O ministro André Mendonça, do STF, negou ter investigado ilicitamente o ministro Alexandre de Moraes, justificando sua atuação com base no precedente do juiz das garantias.

O ministro André Mendonça, do Supremo Tribunal Federal (STF), veio a público rebater alegações de que teria conduzido investigações ilícitas contra o ministro Alexandre de Moraes. A controvérsia surgiu durante sessão extraordinária, na qual Moraes questionou a retenção de uma petição contendo dossiês sobre sua atuação e a de Dias Toffoli, além de um pedido de relatório de inteligência feito à Polícia Federal.

Contexto da controvérsia no STF

A discussão foi iniciada pelo ministro Alexandre de Moraes, que apontou a existência de uma petição, sob posse de Mendonça desde maio, contendo dados sensíveis e comunicações supostamente relacionadas ao Banco Master. Segundo Moraes, o material incluía contratos e registros de mensagens que deveriam ter sido encaminhados ao Plenário caso houvesse indícios de irregularidade.

Adicionalmente, Moraes criticou o fato de Mendonça ter solicitado, em agosto, um relatório de inteligência diretamente à Polícia Federal, sem a prévia ciência da Procuradoria-Geral da República (PGR). O episódio levanta debates sobre os limites da atuação de magistrados na condução de inquéritos e a observância do sistema acusatório.

Fundamentação jurídica e o juiz das garantias

Em sua defesa, o ministro André Mendonça sustentou que sua conduta está estritamente alinhada ao precedente firmado pelo Plenário do STF em 2023, que validou a figura do juiz das garantias, introduzida pela Lei Anticrime (Lei nº 13.964/2019).

O ministro fundamentou sua solicitação de informações à Polícia Federal no artigo 3º-B, inciso X, do Código de Processo Penal (CPP), que autoriza o magistrado a requisitar documentos, laudos e informações sobre o andamento das investigações.
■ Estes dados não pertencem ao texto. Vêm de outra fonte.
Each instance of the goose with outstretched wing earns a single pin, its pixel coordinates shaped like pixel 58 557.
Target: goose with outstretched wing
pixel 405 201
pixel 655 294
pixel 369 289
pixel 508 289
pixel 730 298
Mendonça argumentou que o entendimento consolidado pela Corte não impede o magistrado de exercer suas funções de controle e supervisão, desde que respeitado o modelo acusatório previsto pelo legislador.

Impactos práticos para a advocacia

  • Observância do Sistema Acusatório: A defesa de Mendonça reforça a importância da correta interpretação das competências do juiz das garantias na fase pré-processual.
  • Gestão de Provas e Inteligência: Advogados devem atentar para a legalidade na obtenção de relatórios de inteligência policial, especialmente quando solicitados de ofício por magistrados.
  • Precedentes do STF: O caso reafirma a necessidade de domínio sobre as balizas fixadas pelo STF no julgamento das Ações Diretas de Inconstitucionalidade (ADIs) que delimitaram o funcionamento do juiz das garantias.
  • Transparência Processual: O debate destaca a necessidade de observância estrita aos ritos de comunicação entre o Judiciário, a Polícia Judiciária e o Ministério Público para evitar nulidades processuais.